Technology has widened the horizon further. Online Dispute Resolution (ODR) combines mediation with digital tools. Parties no longer need to be physically present. Virtual meetings, e-documents, and digital signatures make mediation accessible even across cities or countries. The COVID-19 pandemic proved that ODR is not just convenient but essential in a modern, globalised world.

Despite these developments, hurdles remain. Many mediation centres lack trained mediators. Institutional mediation bodies are still finding their feet. Some settlement agreements face enforcement hurdles, although the new Act aims to address this. Moreover, unequal bargaining power between parties can derail mediation unless the mediator actively balances dynamics.

One pressing need is awareness at the grassroots.

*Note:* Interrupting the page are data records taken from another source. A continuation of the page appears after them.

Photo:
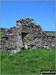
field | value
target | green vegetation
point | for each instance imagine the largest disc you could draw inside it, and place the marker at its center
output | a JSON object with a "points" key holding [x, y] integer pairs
{"points": [[1, 35], [28, 61], [27, 39]]}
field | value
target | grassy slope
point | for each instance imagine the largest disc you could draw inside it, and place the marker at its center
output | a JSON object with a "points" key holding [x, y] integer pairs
{"points": [[28, 62], [1, 35]]}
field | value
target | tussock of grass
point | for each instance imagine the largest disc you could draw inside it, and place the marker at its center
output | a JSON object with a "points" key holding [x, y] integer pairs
{"points": [[28, 61]]}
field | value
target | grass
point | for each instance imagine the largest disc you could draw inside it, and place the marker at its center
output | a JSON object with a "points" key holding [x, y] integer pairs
{"points": [[27, 39], [28, 61], [1, 35]]}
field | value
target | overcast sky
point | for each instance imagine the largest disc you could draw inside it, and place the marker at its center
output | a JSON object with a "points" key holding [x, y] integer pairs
{"points": [[43, 12]]}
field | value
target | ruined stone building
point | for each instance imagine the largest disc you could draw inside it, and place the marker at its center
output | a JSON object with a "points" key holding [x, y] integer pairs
{"points": [[26, 35]]}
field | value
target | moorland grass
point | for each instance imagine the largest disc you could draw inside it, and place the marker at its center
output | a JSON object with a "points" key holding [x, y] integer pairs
{"points": [[28, 61]]}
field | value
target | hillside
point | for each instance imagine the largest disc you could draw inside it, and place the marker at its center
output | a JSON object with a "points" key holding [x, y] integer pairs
{"points": [[28, 61]]}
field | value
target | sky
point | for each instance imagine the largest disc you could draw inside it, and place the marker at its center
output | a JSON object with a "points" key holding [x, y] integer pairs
{"points": [[43, 13]]}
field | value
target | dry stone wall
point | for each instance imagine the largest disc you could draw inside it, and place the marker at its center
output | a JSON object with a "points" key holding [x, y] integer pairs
{"points": [[26, 35]]}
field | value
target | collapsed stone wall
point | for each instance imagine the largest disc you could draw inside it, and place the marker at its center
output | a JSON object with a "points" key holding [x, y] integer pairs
{"points": [[26, 35]]}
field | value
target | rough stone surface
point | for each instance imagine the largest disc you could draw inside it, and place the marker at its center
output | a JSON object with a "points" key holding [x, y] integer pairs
{"points": [[26, 35]]}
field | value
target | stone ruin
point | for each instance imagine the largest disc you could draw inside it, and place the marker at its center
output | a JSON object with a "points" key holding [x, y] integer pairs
{"points": [[26, 35]]}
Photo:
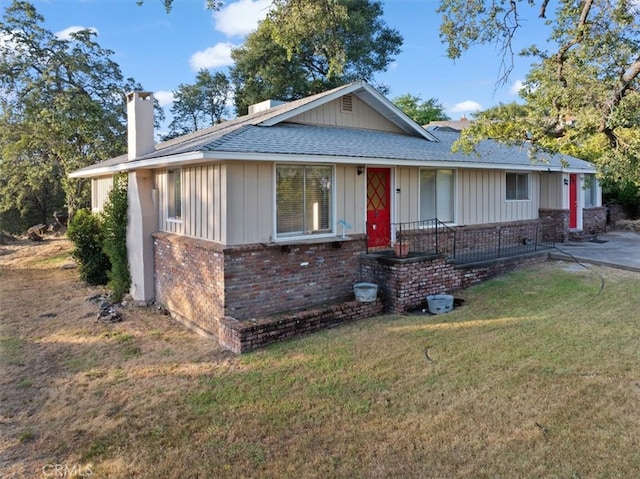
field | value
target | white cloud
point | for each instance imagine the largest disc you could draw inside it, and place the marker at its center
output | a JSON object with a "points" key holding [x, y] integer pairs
{"points": [[466, 106], [242, 17], [516, 87], [66, 33], [216, 56], [164, 97]]}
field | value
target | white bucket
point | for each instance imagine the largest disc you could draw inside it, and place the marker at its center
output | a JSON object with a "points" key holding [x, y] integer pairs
{"points": [[440, 303], [365, 292]]}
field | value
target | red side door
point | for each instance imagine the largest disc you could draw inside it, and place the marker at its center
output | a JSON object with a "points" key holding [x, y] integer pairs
{"points": [[573, 201], [378, 207]]}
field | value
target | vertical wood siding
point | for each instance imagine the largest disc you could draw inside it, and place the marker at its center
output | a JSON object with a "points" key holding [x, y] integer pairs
{"points": [[233, 203], [362, 116], [238, 198], [551, 193], [482, 198], [200, 207], [100, 188]]}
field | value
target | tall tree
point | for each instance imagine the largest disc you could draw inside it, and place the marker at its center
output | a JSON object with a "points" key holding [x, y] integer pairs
{"points": [[581, 92], [62, 107], [199, 105], [309, 46], [419, 110]]}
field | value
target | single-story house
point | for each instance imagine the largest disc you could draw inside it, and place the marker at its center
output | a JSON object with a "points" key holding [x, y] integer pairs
{"points": [[284, 209]]}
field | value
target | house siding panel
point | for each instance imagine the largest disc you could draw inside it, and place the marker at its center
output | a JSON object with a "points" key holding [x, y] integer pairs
{"points": [[100, 192], [481, 198], [201, 204], [363, 116]]}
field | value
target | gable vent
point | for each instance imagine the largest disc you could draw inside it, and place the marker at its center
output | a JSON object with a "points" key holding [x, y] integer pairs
{"points": [[347, 104]]}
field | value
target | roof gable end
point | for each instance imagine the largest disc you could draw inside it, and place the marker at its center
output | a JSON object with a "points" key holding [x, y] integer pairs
{"points": [[365, 93]]}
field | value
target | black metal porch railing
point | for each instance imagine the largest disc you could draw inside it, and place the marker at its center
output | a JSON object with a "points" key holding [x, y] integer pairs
{"points": [[424, 237], [482, 244], [462, 244]]}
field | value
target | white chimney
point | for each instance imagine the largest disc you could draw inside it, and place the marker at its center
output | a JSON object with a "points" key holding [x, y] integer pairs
{"points": [[140, 123]]}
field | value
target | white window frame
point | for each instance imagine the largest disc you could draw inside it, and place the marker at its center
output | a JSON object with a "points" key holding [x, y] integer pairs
{"points": [[171, 195], [518, 174], [452, 205], [590, 190], [308, 234]]}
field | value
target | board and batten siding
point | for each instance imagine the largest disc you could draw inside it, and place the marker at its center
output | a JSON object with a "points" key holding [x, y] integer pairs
{"points": [[100, 188], [233, 203], [551, 191], [480, 197], [333, 114]]}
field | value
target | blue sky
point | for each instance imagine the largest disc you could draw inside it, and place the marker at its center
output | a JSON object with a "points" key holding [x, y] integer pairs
{"points": [[161, 50]]}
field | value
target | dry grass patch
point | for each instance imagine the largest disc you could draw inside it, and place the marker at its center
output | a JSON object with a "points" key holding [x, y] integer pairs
{"points": [[536, 376]]}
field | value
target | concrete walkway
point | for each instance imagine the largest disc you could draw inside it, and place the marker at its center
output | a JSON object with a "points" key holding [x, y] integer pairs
{"points": [[618, 249]]}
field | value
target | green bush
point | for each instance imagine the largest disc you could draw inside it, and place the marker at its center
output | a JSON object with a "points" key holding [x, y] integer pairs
{"points": [[85, 231], [115, 238]]}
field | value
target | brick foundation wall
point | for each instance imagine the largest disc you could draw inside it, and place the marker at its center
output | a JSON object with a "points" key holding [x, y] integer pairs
{"points": [[555, 221], [233, 293], [262, 279], [616, 213], [189, 279], [243, 336], [404, 284], [594, 220]]}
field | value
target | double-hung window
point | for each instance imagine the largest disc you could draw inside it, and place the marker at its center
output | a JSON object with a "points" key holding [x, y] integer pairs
{"points": [[517, 186], [590, 191], [437, 195], [174, 194], [304, 200]]}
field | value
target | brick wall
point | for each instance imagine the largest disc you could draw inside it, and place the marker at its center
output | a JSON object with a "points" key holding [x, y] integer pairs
{"points": [[556, 222], [189, 279], [595, 220], [616, 213], [233, 293], [263, 279], [244, 336]]}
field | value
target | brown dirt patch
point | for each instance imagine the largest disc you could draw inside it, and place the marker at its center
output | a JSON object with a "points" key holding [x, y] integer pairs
{"points": [[66, 377]]}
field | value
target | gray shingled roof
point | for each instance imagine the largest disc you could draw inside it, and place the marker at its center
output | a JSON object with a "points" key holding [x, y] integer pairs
{"points": [[268, 133], [288, 139]]}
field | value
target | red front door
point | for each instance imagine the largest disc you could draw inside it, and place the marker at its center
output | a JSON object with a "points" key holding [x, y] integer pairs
{"points": [[378, 207], [573, 201]]}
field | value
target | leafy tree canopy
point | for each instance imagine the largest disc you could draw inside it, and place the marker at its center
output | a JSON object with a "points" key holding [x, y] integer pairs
{"points": [[62, 107], [581, 93], [309, 46], [199, 105], [419, 110]]}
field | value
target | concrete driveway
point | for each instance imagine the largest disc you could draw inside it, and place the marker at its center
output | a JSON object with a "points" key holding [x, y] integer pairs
{"points": [[618, 249]]}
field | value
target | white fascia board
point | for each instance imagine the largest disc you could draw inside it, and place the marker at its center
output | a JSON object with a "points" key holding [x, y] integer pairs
{"points": [[351, 160], [151, 163]]}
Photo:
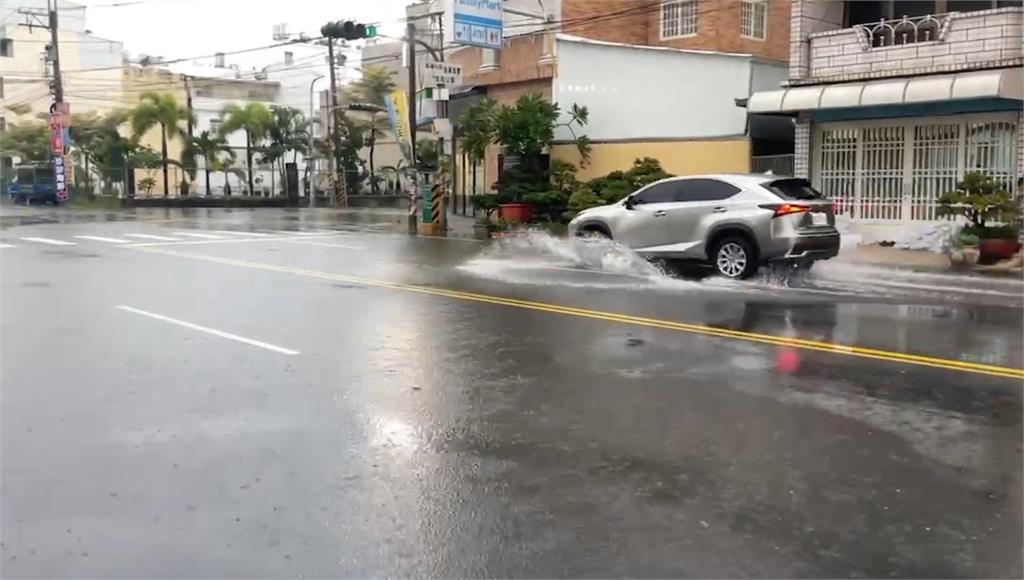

People must know that they have the option to mediate, and that choosing it does not mean giving up on their rights. Schools and colleges should teach negotiation and conflict resolution as life skills. Law schools must produce mediators as much as they produce litigators. Bar associations should encourage their members to diversify into mediation practice.

India can also learn from global experiences. Countries like Singapore and Australia have robust mediation frameworks supported by active court referrals, trained professionals, and cultural acceptance. Singapore’s success story, in particular, shows that mediation can become the first port of call if the system makes it credible and attractive.

The benefits are clear: faster resolutions, lighter court dockets, reduced legal costs, and less emotional strain. More importantly, mediation preserves dignity. In a trial, parties stand on opposite sides. In mediation, they sit across the same table, working together—however reluctantly—towards a solution they can both accept.

In the coming years, India’s challenge will be to move from policy and law to implementation and practice. Courts must embrace the spirit of Section 89 CPC wholeheartedly. Mediators must build trust through skill and impartiality. Governments must ensure adequate funding and infrastructure for mediation centres. Businesses, communities, and individuals must view mediation not as a last resort but as a first step.

Ultimately, the goal of any justice system is not just to decide disputes but to resolve them in a way that restores peace. Mediation, when done right, achieves this quietly but powerfully. The promise is immense; the path ahead needs careful walking. But every settlement reached through conversation rather than conflict brings us a step closer to a more harmonious society—one where justice is not merely delivered but genuinely felt.